L’8 aprile lei presentò un
esposto e parlò di trame contro lo Stato. Ha novità?
L’Italia
ha vissuto momenti ben più complicati. Anni di tensioni vere, anni
di bombe sui treni, non voglio drammatizzare, voglio però la verità.
Ci sono persone che raccontano di aver costruito dossier per
influenzare altre persone. Beh, è giusto che si sappia tutta la
verità: un uomo pubblico deve essere libero, non ricattabile e non
ricattato.
Lei è stato sentito dai magistrati di
Potenza: ha avuto mai l’impressione di un governo sotto attacco?

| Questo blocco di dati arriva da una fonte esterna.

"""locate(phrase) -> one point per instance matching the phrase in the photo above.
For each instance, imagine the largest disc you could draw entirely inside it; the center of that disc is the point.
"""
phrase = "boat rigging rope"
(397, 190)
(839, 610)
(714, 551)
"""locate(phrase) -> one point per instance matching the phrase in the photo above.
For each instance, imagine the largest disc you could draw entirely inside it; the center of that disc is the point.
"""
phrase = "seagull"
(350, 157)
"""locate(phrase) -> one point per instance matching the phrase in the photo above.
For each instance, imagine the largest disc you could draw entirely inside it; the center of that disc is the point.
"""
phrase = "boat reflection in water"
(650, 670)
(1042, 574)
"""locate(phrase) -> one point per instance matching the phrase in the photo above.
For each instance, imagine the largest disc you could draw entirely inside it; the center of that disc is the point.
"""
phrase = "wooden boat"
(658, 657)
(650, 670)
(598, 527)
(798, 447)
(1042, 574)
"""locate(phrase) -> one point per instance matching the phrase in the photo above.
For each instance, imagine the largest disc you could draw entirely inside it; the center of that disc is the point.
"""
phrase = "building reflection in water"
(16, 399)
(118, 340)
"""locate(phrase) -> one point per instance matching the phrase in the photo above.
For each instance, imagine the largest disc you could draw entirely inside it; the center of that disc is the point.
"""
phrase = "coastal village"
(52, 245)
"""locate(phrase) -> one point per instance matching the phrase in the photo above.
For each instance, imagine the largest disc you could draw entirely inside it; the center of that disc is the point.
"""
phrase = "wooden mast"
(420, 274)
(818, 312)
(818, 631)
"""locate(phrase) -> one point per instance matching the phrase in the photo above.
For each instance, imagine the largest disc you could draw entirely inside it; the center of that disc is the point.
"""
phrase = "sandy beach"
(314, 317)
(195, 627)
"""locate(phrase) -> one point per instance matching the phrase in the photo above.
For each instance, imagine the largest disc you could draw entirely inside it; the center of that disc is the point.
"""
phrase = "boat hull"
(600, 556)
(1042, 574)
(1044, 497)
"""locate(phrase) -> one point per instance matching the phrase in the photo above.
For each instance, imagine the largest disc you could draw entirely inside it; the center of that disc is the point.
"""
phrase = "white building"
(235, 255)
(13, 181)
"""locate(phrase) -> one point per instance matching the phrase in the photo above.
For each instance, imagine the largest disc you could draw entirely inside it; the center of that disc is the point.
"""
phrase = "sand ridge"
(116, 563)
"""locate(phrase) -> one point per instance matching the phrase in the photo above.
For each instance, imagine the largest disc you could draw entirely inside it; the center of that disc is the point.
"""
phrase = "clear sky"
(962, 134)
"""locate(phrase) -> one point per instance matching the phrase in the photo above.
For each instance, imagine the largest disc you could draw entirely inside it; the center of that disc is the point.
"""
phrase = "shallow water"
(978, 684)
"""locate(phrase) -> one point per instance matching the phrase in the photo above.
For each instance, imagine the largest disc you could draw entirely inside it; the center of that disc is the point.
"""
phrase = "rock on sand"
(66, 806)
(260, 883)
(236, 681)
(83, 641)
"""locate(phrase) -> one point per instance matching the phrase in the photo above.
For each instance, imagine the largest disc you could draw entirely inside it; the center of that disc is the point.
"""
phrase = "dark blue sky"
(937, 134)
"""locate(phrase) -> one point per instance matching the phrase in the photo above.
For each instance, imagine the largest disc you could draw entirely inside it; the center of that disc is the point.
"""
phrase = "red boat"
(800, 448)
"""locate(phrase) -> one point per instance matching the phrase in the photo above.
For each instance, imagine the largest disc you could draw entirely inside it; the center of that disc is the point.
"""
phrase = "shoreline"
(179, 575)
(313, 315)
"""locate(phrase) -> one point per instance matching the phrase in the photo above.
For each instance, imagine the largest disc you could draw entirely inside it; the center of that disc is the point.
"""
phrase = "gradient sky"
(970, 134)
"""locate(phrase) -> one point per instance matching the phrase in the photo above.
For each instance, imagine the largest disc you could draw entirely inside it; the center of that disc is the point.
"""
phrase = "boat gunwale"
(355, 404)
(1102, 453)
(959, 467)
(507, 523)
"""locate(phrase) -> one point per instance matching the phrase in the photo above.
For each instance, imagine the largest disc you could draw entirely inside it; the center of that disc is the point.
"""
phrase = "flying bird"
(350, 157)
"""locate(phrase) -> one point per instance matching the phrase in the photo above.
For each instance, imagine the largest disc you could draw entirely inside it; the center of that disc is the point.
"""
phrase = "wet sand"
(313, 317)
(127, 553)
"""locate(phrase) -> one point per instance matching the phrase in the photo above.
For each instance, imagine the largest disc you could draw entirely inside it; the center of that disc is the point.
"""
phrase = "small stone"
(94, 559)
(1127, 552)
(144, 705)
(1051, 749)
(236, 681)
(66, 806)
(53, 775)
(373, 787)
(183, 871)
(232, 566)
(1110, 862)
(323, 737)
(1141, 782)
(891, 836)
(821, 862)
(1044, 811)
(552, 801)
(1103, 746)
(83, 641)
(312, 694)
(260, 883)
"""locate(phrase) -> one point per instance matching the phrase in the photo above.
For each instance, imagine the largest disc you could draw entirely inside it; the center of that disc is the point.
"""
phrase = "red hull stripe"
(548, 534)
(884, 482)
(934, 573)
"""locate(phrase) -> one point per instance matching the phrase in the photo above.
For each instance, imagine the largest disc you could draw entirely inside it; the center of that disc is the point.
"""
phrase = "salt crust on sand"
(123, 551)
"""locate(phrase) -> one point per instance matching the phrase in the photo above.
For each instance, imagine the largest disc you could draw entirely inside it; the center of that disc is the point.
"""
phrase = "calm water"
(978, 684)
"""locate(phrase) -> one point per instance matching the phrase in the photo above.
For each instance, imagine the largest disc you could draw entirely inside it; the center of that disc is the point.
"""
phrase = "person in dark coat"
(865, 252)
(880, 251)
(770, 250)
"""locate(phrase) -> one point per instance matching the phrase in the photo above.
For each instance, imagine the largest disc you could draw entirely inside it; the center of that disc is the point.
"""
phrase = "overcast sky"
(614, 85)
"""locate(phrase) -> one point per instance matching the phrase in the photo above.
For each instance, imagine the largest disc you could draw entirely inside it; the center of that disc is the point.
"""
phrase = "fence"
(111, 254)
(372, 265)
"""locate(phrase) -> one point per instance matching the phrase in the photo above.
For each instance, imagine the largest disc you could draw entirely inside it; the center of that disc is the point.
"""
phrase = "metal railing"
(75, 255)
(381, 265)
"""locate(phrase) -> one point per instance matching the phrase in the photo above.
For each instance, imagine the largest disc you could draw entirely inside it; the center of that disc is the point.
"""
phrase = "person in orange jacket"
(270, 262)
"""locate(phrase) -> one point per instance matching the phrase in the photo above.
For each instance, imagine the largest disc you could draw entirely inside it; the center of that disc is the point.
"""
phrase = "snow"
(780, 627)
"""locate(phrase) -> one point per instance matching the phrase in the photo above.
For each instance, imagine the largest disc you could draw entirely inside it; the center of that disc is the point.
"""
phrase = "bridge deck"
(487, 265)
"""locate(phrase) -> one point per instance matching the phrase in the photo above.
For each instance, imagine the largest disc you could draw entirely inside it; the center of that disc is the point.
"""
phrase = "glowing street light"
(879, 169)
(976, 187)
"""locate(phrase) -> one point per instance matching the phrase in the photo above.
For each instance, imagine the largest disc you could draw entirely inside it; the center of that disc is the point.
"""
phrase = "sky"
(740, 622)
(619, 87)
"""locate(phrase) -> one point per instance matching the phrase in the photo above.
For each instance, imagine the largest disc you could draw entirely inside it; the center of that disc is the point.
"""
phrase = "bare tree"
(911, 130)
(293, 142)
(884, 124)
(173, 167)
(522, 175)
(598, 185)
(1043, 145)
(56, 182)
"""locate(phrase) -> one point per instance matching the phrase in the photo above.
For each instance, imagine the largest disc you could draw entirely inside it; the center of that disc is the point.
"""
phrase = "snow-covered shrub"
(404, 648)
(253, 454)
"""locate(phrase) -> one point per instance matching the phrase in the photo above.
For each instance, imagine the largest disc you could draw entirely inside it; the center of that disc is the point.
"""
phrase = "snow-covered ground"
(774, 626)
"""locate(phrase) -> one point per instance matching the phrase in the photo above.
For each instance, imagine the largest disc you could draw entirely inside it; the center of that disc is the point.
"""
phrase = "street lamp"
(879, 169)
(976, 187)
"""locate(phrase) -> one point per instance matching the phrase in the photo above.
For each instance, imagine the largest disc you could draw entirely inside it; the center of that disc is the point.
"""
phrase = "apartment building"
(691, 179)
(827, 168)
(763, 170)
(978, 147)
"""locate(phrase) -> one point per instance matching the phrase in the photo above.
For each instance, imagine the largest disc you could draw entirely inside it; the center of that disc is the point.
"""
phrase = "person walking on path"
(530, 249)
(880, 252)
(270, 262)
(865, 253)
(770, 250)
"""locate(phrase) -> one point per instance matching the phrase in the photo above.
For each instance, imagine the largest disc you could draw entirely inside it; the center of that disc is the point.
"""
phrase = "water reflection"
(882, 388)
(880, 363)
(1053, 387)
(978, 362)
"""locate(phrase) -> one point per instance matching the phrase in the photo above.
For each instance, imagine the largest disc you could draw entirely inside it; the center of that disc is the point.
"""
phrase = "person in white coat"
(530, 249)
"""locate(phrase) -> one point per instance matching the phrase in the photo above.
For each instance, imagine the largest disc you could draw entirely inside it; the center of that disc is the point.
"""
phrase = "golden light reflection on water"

Non c’é mai stato un tentativo di aggressione al governo. Noi
chiediamo la verità come cittadini e come governanti. La
magistratura fa il suo lavoro e il governo non interferisce. È
giusto così. Deve essere così. Un rapporto improntato a fiducia,
rispetto e collaborazione tra governo e magistrati.
Da
ministro delle Infrastrutture ha incontrato ripetutamente Cantone.
Quale ricetta per vincere la corruzione?
Muoversi
nell’ordinarietà e nella semplicità aiuta. Abbiamo bisogno di
leggi facili e di procedure trasparenti. Poi serve l’educazione.
Gli antichi romani dicevano ubi societas, ibi ius, dove c’è la
società, c’é la legge, la legalità. E quindi la società deve
fare la sua parte. Anche questa sarà una nostra sfida e anche questa
volta ce la faremo.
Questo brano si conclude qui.